Siri già domani dal premier Dimissioni sempre più vicine

Conte riceverà il sottosegretario, ma dalle sue parole il verdetto appare scontato: gli chiederà di lasciare

Siri già domani dal premier Dimissioni sempre più vicine

Non è un governo, ma un patto di potere, lo si era capito da tempo. Volto a far crescere i due «capi», nonché a ingrossare le fila di clienti ed elettori: motivo per il quale resterà deluso chi spera in una crisi a breve. Inevitabile, però, che ogni elezione provochi lo sconquasso cui si assiste, a danno degli italiani. Non a caso il premier Conte, conversando con gli inviati in Cina, ha sospirato: «Meno male che questa è l'ultima campagna elettorale... Dopo il 26 maggio il clima deve cambiare. Cambierà per forza».

Già. Ma già da adesso il «caso Siri» ha determinato un cambio di pesi e di scenario, con l'assalto grillino al sottosegretario leghista indagato. Il quale già domani, al ritorno di Conte dalla Cina, potrebbe essere convocato a Palazzo Chigi per i chiarimenti richiesti da premier. Tutto lascia pensare che da quel colloquio uscirà senatore «semplice», magari «per senso di responsabilità». Ne fa testo una certa disinvoltura con la quale Conte parla del caso, che non si può tutta ascrivere a sgrammaticature istituzionali. Mai s'era sentito un presidente del Consiglio dire, di un componente del proprio governo, «troverò il modo di scollarlo dalla poltrona». Segno che qualcosa, nonostante non ci siano contatti ufficiali tra i due vicepremier, si è già mosso e il leader leghista Salvini sta per accettare il «sacrificio» di uno dei collaboratori a lui più vicini. E se il premier ha spiegato pure di «aver visto poco delle carte», l'ultima delle sue considerazioni fa ancor di più riflettere: «Certamente lo sfondo della mafia è un elemento di cui terrò conto...». L'insistenza sulle accuse e i sospetti di contiguità mafiosa che i 5stelle riservano in queste ore ai leghisti, fa capire che il tema non sarà lasciato cadere tanto facilmente. Anche perché nel frattempo si è aggiunta un'inchiesta dell'Espresso sull'utilizzo di 3 dei 49 milioni di finanziamento pubblico alla Lega spariti («scandalo inesistente, fantasie», ha reagito Salvini), nonché il tentativo del Pd di unirsi a M5s nel cavalcare l'attacco mediatico al Carroccio: ieri ha avanzato la proposta di chiamare Salvini in Antimafia per chiarire « presunti legami con organizzazioni mafiose».
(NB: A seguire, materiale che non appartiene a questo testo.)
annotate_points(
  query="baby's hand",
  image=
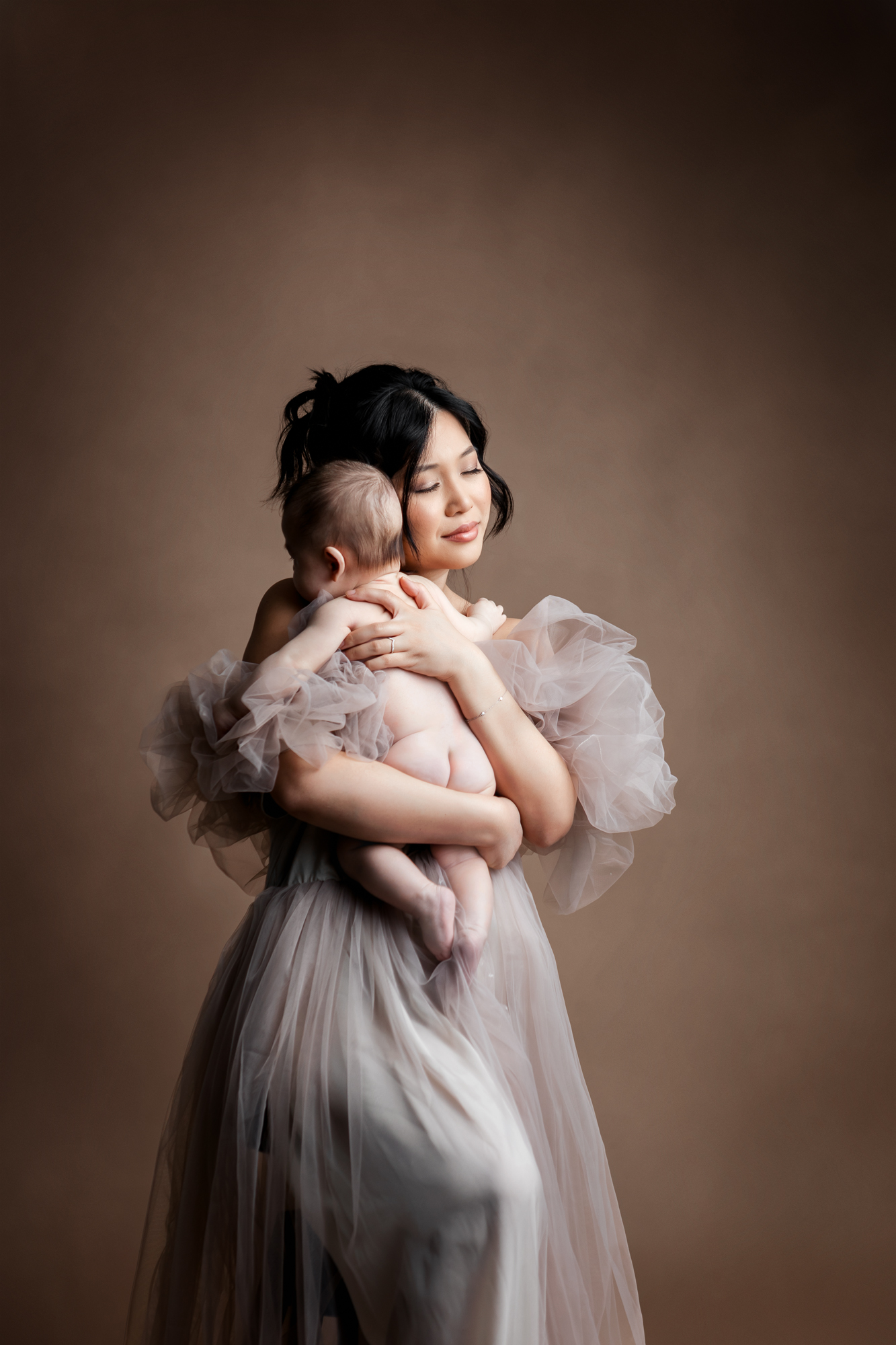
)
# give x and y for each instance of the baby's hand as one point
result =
(487, 615)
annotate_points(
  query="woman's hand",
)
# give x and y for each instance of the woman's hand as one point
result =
(417, 638)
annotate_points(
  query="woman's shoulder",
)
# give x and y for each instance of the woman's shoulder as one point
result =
(507, 629)
(271, 630)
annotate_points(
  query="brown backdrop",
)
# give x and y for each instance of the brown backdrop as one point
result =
(653, 244)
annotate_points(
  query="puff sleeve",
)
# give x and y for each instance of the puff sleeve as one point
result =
(576, 679)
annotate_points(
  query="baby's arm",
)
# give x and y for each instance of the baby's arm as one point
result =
(306, 653)
(483, 618)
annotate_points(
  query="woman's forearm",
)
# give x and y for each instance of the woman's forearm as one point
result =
(526, 767)
(373, 802)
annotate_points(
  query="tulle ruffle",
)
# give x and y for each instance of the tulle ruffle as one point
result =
(220, 781)
(575, 677)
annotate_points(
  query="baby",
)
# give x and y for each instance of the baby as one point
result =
(342, 531)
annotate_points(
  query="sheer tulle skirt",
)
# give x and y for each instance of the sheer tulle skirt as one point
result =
(346, 1102)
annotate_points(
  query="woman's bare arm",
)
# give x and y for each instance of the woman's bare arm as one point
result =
(526, 767)
(368, 800)
(373, 802)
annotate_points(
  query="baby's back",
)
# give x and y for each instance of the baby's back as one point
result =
(432, 740)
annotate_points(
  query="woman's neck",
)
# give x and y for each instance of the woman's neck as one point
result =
(438, 578)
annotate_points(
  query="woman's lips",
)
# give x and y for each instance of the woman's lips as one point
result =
(469, 533)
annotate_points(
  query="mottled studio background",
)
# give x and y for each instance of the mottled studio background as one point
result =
(654, 243)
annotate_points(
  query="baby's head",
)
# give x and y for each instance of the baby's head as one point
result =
(342, 528)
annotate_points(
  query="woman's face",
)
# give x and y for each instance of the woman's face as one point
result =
(450, 501)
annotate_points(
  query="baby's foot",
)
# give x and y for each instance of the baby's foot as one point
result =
(436, 917)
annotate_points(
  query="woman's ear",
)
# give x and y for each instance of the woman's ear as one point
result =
(335, 563)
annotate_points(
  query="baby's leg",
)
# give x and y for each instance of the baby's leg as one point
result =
(388, 874)
(471, 883)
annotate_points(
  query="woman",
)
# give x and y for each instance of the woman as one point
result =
(353, 1117)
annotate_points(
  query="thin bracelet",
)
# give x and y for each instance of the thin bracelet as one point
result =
(487, 708)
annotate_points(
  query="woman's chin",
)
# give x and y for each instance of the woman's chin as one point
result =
(458, 556)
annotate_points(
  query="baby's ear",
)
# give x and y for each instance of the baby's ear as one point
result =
(335, 563)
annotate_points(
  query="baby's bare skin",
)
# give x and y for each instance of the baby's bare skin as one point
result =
(431, 742)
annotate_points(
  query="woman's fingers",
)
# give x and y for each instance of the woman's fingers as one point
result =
(374, 650)
(370, 634)
(393, 603)
(417, 591)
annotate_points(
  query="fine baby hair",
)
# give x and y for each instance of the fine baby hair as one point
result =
(348, 505)
(381, 415)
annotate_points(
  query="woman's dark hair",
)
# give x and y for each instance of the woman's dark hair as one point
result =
(380, 415)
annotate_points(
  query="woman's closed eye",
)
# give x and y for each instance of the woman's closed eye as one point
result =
(428, 490)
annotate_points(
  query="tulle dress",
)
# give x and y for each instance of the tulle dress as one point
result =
(356, 1122)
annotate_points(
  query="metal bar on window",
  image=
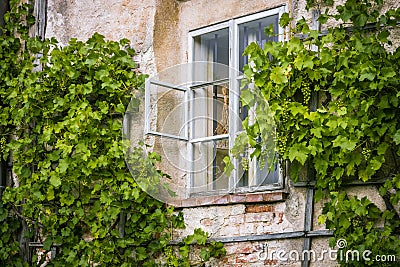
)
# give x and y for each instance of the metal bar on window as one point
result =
(166, 135)
(205, 84)
(209, 138)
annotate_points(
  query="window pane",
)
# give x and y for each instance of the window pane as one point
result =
(210, 111)
(208, 166)
(253, 31)
(258, 175)
(212, 47)
(167, 111)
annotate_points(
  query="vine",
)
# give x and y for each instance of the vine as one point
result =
(61, 112)
(334, 96)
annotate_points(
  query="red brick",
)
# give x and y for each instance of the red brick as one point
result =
(237, 198)
(207, 222)
(236, 219)
(254, 198)
(218, 200)
(274, 196)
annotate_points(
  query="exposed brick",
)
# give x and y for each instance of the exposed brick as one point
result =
(274, 196)
(254, 198)
(259, 208)
(221, 200)
(207, 222)
(259, 217)
(229, 231)
(237, 198)
(236, 219)
(247, 229)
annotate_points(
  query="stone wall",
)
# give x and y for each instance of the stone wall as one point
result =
(158, 30)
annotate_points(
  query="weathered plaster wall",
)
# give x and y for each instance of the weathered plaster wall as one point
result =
(115, 20)
(158, 31)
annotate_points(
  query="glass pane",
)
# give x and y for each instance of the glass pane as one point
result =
(210, 111)
(208, 171)
(167, 111)
(257, 175)
(253, 31)
(212, 47)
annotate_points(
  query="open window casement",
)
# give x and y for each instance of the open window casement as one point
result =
(196, 113)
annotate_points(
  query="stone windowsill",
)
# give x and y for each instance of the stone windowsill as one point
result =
(266, 197)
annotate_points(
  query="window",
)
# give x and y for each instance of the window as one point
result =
(205, 113)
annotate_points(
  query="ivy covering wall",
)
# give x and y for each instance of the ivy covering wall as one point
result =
(334, 97)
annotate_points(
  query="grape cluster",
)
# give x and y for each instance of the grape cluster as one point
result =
(285, 113)
(170, 256)
(366, 153)
(306, 91)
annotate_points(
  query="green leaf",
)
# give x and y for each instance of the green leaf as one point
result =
(278, 75)
(396, 137)
(299, 152)
(284, 20)
(55, 180)
(344, 143)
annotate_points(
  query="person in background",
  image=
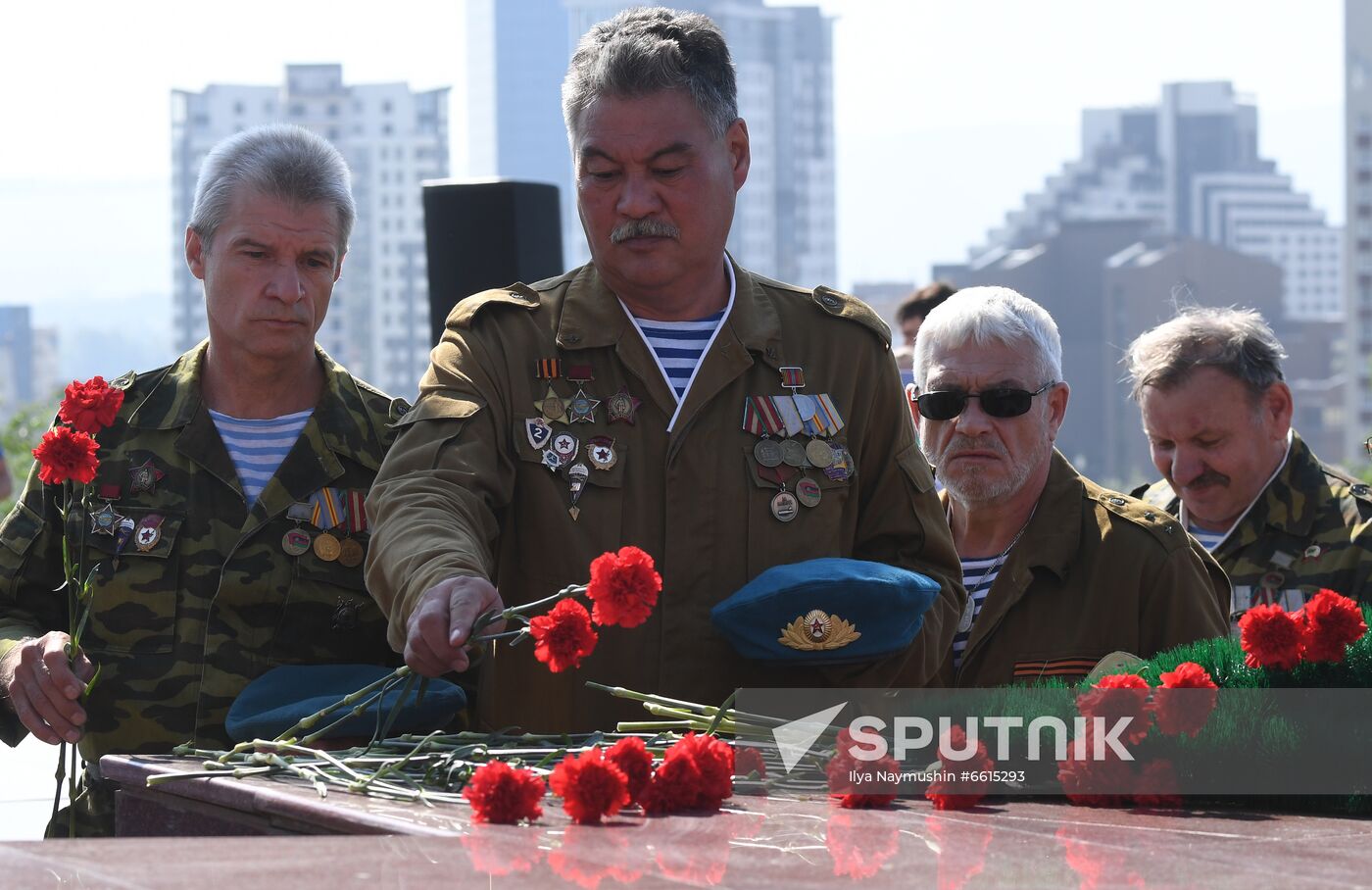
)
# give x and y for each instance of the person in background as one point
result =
(1217, 415)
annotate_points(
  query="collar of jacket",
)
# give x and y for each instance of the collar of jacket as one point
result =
(1289, 504)
(340, 413)
(593, 316)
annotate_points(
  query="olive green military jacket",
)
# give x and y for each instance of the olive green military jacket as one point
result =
(181, 627)
(464, 491)
(1309, 529)
(1095, 572)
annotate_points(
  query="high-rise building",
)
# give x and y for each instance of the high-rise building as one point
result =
(1357, 117)
(393, 139)
(1190, 166)
(784, 223)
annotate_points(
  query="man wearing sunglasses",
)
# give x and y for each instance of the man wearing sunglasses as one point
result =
(1059, 572)
(1217, 415)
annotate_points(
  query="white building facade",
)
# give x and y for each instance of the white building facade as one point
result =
(393, 139)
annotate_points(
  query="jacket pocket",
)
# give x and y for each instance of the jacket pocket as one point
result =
(816, 531)
(329, 618)
(133, 607)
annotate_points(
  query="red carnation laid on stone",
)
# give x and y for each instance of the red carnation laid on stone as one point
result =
(563, 636)
(623, 587)
(503, 794)
(1184, 701)
(633, 759)
(64, 454)
(91, 406)
(590, 786)
(1333, 621)
(1271, 636)
(1118, 697)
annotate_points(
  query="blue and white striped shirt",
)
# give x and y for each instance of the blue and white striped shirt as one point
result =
(258, 446)
(679, 346)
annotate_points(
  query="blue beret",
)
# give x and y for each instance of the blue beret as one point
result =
(284, 696)
(826, 612)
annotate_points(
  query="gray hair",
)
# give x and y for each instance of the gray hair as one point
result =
(1234, 340)
(645, 51)
(990, 315)
(281, 161)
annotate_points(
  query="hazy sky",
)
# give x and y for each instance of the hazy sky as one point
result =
(947, 112)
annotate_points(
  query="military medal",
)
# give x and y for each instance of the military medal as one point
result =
(576, 477)
(144, 477)
(582, 409)
(538, 431)
(105, 519)
(148, 532)
(601, 453)
(552, 406)
(326, 546)
(621, 406)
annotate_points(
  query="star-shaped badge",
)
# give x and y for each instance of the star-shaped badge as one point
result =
(144, 477)
(105, 519)
(582, 411)
(552, 406)
(623, 406)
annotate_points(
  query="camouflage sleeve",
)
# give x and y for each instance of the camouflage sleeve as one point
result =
(30, 576)
(443, 483)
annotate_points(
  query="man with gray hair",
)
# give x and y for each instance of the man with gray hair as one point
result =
(1217, 415)
(662, 395)
(226, 528)
(1059, 572)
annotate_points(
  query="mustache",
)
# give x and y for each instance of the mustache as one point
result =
(1207, 477)
(644, 227)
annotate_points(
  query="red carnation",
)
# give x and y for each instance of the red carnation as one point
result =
(696, 773)
(1117, 697)
(504, 796)
(563, 636)
(1156, 786)
(623, 587)
(1184, 701)
(91, 406)
(634, 760)
(1271, 636)
(750, 760)
(1333, 621)
(590, 786)
(66, 454)
(960, 793)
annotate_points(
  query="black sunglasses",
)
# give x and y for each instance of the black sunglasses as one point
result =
(994, 402)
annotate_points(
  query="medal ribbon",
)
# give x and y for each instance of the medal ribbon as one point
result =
(356, 512)
(775, 474)
(326, 508)
(829, 415)
(789, 416)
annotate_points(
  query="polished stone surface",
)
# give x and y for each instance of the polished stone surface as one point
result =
(754, 842)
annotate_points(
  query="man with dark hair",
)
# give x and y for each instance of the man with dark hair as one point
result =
(916, 308)
(647, 398)
(239, 471)
(1217, 415)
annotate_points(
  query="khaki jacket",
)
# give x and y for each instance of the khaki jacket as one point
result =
(1309, 529)
(1095, 572)
(181, 627)
(464, 492)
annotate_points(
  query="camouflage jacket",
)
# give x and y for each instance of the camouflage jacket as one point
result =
(1310, 528)
(180, 627)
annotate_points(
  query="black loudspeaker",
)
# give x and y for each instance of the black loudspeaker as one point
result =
(487, 233)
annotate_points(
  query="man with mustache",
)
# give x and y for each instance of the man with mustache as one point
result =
(225, 528)
(1059, 570)
(1217, 415)
(662, 397)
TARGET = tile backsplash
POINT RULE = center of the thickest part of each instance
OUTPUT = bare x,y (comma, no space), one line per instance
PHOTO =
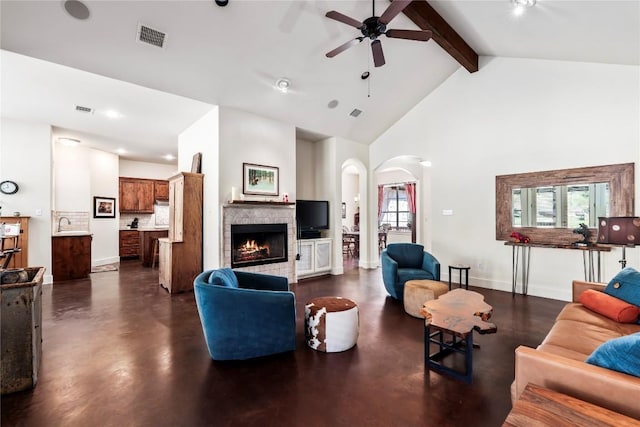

Soprattutto, ci si è messo il caso del «fuoco amico» di Bobo Maroni che ha indicato nel sottosegretario Giancarlo Giorgetti l'«anello debole» di tutta la vicenda Siri, in virtù dell'assunzione del figlio di Arata, Federico come consulente. Ora, un conto sarà convincere Siri a fare un passo indietro, un altro è toccare un architrave del governo gialloverde come il sottosegretario alla Presidenza del Consiglio. Forse vendetta interna, forse «avvertimento» assai più grave, specie per la fonte che l'ha lanciato. Giorgetti ieri si è tenuto «basso». «Maroni gufa un po' - ha dichiarato alla Stampa -, cerca di rientrare in gioco... Non credo proprio di essere un problema per il governo».

Per i 5s, comunque un invito a nozze: «Visto che Maroni indica il braccio destro di Salvini, Giorgetti, come il vero problema, allora gli chiediamo di andare in Procura, se sa qualcosa. Depositi tutto dai magistrati...». Tra dossier, sospetti e veleni, la guerra si farà «chimica».